Une plainte pour “complicité de crimes de guerre” a été déposée contre le géant pétrolier français TotalEnergies, accusant le groupe de contributions matérielles à des violations graves des droits de l’homme commises dans le cadre de son projet gazier au Mozambique.
L’ONG allemande European Center for Constitutional and Human Rights (ECCHR) a transmis cette plainte au parquet national antiterroriste à Paris.
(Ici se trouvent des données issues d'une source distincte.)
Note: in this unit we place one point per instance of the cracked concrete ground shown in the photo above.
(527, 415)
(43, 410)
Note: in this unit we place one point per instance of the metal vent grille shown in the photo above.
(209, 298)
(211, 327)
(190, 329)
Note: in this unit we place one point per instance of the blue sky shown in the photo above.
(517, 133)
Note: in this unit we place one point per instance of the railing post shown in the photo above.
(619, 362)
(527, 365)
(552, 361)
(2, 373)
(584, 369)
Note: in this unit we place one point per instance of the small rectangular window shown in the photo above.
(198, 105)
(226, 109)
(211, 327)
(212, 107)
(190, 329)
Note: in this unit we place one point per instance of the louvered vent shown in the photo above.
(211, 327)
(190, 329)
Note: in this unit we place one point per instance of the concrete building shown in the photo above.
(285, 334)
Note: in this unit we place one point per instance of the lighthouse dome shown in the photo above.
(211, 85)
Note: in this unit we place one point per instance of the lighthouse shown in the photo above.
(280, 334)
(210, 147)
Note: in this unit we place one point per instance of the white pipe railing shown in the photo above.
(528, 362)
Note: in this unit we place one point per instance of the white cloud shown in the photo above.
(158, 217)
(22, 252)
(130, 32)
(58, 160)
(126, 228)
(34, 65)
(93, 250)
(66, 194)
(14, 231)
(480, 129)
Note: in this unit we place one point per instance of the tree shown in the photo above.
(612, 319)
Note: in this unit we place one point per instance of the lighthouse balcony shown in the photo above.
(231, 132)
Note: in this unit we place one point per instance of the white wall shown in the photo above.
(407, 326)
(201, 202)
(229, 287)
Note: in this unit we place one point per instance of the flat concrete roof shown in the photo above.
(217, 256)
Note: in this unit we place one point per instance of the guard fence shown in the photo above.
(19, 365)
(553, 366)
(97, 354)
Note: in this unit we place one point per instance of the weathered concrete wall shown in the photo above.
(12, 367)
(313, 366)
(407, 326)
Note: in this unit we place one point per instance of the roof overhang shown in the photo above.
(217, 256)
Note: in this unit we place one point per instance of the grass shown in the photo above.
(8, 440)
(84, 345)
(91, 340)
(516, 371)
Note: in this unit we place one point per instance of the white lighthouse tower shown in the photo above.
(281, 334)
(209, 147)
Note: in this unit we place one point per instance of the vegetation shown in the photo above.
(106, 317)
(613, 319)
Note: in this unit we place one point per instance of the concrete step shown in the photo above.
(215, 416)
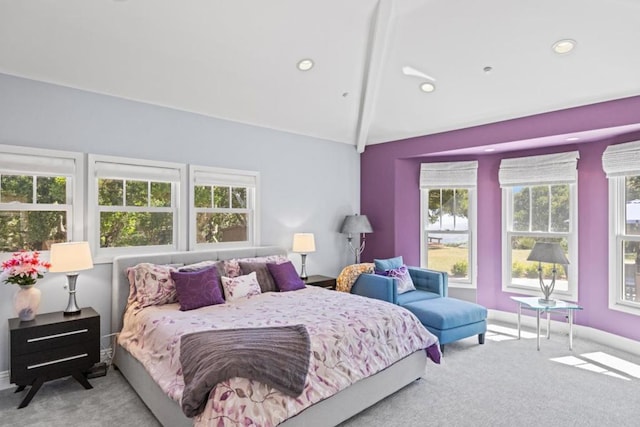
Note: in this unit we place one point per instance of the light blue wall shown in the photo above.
(306, 184)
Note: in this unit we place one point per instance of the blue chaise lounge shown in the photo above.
(450, 319)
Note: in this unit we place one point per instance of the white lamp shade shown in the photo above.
(304, 243)
(70, 257)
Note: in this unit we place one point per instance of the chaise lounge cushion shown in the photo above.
(417, 295)
(447, 313)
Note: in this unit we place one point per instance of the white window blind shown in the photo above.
(37, 165)
(622, 159)
(224, 178)
(448, 174)
(132, 171)
(560, 168)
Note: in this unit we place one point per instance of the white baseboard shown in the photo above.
(579, 331)
(4, 380)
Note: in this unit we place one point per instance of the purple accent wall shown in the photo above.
(390, 197)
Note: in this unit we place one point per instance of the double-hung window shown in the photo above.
(40, 200)
(448, 218)
(539, 204)
(223, 207)
(621, 163)
(135, 206)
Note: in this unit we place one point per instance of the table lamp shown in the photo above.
(70, 258)
(553, 254)
(303, 243)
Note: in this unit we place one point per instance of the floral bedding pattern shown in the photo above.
(350, 274)
(351, 338)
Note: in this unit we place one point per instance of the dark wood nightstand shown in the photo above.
(322, 281)
(53, 346)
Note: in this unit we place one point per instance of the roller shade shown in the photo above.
(222, 178)
(560, 168)
(449, 174)
(34, 165)
(622, 159)
(104, 169)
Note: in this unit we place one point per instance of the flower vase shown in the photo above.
(26, 302)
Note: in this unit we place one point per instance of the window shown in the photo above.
(39, 198)
(448, 200)
(621, 164)
(539, 203)
(223, 207)
(135, 206)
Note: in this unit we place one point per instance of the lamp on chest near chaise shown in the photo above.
(303, 243)
(70, 258)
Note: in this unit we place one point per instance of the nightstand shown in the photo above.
(53, 346)
(322, 281)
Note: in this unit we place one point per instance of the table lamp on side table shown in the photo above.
(553, 254)
(303, 243)
(70, 258)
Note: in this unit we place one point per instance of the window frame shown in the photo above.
(34, 162)
(533, 171)
(619, 162)
(141, 170)
(453, 176)
(224, 177)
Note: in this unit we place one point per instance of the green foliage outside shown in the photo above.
(213, 227)
(459, 269)
(32, 230)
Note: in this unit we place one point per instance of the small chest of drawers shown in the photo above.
(53, 346)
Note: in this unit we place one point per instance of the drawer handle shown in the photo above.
(64, 334)
(39, 365)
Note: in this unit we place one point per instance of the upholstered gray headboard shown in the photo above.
(120, 286)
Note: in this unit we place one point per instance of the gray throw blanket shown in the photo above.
(276, 356)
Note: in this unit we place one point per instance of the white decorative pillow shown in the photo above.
(240, 287)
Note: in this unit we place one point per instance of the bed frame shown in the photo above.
(330, 411)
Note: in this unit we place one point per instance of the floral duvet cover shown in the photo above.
(351, 338)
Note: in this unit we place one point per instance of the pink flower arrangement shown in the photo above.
(24, 268)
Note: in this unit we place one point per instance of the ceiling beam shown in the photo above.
(376, 50)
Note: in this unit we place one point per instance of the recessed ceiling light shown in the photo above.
(563, 46)
(305, 64)
(427, 87)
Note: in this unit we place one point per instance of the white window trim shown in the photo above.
(208, 175)
(145, 170)
(462, 175)
(618, 162)
(549, 169)
(53, 164)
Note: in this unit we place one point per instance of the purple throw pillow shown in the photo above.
(197, 289)
(286, 276)
(405, 283)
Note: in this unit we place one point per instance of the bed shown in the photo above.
(320, 405)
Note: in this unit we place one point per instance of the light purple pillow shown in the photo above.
(405, 283)
(286, 276)
(197, 288)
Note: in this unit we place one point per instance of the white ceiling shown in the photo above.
(236, 59)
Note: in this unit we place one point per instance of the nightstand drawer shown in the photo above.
(50, 363)
(30, 340)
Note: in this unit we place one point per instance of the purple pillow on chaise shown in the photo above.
(405, 283)
(286, 276)
(197, 289)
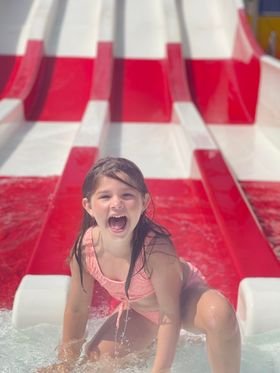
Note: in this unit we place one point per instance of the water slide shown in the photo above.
(179, 87)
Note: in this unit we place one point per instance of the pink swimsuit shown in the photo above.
(140, 286)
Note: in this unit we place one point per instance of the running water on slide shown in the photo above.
(106, 80)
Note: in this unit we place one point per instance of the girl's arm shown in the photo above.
(167, 281)
(76, 313)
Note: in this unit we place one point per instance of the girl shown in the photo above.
(134, 259)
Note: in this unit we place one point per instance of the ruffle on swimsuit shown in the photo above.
(140, 286)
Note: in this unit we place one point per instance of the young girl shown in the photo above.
(135, 261)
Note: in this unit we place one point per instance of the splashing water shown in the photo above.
(24, 351)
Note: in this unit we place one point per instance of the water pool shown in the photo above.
(23, 351)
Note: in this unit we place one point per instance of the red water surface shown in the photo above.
(264, 198)
(23, 206)
(180, 205)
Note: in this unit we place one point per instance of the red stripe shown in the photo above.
(251, 253)
(61, 91)
(245, 41)
(176, 73)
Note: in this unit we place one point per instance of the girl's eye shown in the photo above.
(128, 195)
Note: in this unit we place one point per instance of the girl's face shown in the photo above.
(116, 206)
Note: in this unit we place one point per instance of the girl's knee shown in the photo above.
(216, 314)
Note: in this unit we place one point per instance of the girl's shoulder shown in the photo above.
(159, 243)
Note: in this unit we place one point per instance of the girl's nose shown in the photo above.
(117, 203)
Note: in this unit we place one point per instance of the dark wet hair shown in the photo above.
(115, 168)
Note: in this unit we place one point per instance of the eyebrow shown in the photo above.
(123, 189)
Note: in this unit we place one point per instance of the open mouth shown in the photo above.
(117, 223)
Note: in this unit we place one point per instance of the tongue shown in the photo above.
(117, 223)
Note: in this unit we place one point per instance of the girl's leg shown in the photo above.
(208, 311)
(138, 333)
Elle reproche à TotalEnergies d’avoir “directement financé et soutenu matériellement” la Joint Task Force, une unité militaire mozambicaine responsable de détentions arbitraires, d’actes de torture et d’exécutions extrajudiciaires contre des civils entre juillet et septembre 2021. Ces exactions auraient eu lieu après l’attaque jihadiste contre Palma, lorsque des personnes fuyant les combats ont été arrêtées et détenues dans des conteneurs métalliques à l’entrée du site du projet Mozambique LNG.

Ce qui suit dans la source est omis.